1

I want to fit data in the hope of obtaining an estimate for other data points (i.e. a good guess for the last 4 variables as a function of the first).

Example data:

data={{3.38, 1.028877662, 2.009398505, 2.067322478, 4.214191194}, {3.4, 
  1.030082372, 1.995543604, 2.105894366, 4.234656059}, {3.5, 
  1.035994874, 1.992385102, 2.200815333, 4.282937808}, {3.57, 
  1.036731784, 1.986961442, 2.224357922, 4.307824219}, {3.6, 
  1.036978228, 1.985081926, 2.231988058, 4.315914728}, {3.62, 
  1.037229736, 1.983076125, 2.239730469, 4.323988127}, {3.78, 
  1.038461995, 1.969909372, 2.283628754, 4.374960036}, {3.8, 
  1.038741973, 1.96716995, 2.291334094, 4.384253554}}

This data was obtained using a computationally expensive method.
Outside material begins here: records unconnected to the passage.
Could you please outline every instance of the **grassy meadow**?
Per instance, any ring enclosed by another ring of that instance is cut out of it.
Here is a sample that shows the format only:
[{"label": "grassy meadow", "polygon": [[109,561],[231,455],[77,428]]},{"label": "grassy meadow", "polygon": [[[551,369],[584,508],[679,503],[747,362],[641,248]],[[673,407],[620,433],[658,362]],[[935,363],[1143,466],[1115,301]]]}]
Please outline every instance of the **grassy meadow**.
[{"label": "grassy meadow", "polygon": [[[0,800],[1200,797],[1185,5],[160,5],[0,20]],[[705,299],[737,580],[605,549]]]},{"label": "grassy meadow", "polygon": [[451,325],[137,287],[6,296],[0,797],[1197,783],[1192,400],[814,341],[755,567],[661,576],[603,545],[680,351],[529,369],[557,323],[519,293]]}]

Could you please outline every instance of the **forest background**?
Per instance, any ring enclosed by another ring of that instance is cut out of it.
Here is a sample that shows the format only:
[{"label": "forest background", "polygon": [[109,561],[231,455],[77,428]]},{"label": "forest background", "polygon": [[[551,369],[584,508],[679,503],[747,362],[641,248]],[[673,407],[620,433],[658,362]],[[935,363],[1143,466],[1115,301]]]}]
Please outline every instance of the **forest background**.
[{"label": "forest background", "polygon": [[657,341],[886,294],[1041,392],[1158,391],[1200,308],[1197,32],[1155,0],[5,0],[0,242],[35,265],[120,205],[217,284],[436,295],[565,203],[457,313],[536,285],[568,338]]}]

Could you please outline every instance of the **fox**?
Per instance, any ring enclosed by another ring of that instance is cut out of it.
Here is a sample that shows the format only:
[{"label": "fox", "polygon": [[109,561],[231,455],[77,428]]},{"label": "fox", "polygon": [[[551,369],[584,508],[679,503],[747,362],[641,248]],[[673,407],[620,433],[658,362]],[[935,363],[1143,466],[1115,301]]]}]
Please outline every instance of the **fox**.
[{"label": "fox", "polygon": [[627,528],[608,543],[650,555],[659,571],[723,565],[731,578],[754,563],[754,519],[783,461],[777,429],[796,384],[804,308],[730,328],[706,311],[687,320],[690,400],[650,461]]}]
I want to obtain good guesses for more data points located in between (interpolation) and slightly outside this region (extrapolation). This guess will then be used in the same computationally expensive method were a better initial guess results in a cheaper computation of the exact answer for these additional points.

Thus, I am seeking for a fit that will hopefully be predictive in the current data range and slightly outside it.

There is no general expectation for the shape of the functions except that the function is expected to be continuous and monotonic (increasing or decreasing) (and probably once differentiable).

(The data is exact so ideally the fit goes exactly through the provided data points. Also I do not care about accuracy for points say further than 0.2 away from current data points. The purpose is not to guess the true underlying function which will no doubt be too complicated and not even well defined for all real values.)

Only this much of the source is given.